Telomere length is associated with aging-related pathologies. Although the association between telomere length and frailty has been studied previously, only a few studies assessing longitudinal changes in telomere length and frailty exist.
Longitudinal cohort study.
A subpopulation of the Helsinki Birth Cohort Study consisting of 1078 older adults aged 67 to 79 years born in Helsinki, Finland, between 1934 and 1944.
Relative leukocyte telomere length (LTL) was measured using quantitative real-time polymerase chain reaction at the average ages of 61 and 71 years, and at the latter the participants were assessed for frailty according to Fried criteria.
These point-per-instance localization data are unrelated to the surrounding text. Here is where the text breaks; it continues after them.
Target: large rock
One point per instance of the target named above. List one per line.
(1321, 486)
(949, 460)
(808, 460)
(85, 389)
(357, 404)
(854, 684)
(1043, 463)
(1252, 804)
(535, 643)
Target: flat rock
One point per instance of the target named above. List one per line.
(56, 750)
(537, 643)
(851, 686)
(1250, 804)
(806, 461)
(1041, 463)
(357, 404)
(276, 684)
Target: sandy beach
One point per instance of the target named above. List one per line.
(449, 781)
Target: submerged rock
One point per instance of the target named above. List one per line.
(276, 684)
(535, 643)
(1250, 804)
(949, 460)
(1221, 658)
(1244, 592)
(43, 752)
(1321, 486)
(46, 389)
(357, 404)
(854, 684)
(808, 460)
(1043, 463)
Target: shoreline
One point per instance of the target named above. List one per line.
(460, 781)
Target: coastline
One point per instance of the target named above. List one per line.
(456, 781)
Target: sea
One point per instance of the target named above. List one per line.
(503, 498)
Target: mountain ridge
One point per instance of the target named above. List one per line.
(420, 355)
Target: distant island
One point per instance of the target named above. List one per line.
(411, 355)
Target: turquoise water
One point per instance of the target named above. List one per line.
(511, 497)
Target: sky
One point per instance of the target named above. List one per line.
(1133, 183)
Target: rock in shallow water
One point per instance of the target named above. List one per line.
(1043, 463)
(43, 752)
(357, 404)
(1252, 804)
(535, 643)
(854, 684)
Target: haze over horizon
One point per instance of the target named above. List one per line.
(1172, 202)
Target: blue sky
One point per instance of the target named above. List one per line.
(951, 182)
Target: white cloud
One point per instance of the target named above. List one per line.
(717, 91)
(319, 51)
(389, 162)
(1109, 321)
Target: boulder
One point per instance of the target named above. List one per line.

The mean ± SD relative LTLs were 1.40 ± 0.29 (average age 61 years) and 0.86 ± 0.30 (average age 71 years) for the cohort. A trend of shorter mean relative LTL across frailty groups was observed at 61 years (P = .016) and at 71 years (P = .057). Relative LTL at age 61 years was significantly associated with frailty: per 1-unit increase in relative LTL, the corresponding relative risk ratio (RRR) of frailty was 0.28 (95% confidence interval [CI] 0.08-0.97), adjusting for several confounders. Also, LTL at age 71 years was associated with frailty (RRR 0.18, 95% CI 0.04-0.81) after adjustment for sex, age, and adult socioeconomic status, but further adjustment attenuated the association. No associations between telomere shortening and frailty were observed during the 10-year follow-up.
Shorter relative LTL was associated with frailty in cross-sectional and longitudinal analyses, but telomere shortening was not, suggesting that short LTL may be a biomarker of frailty.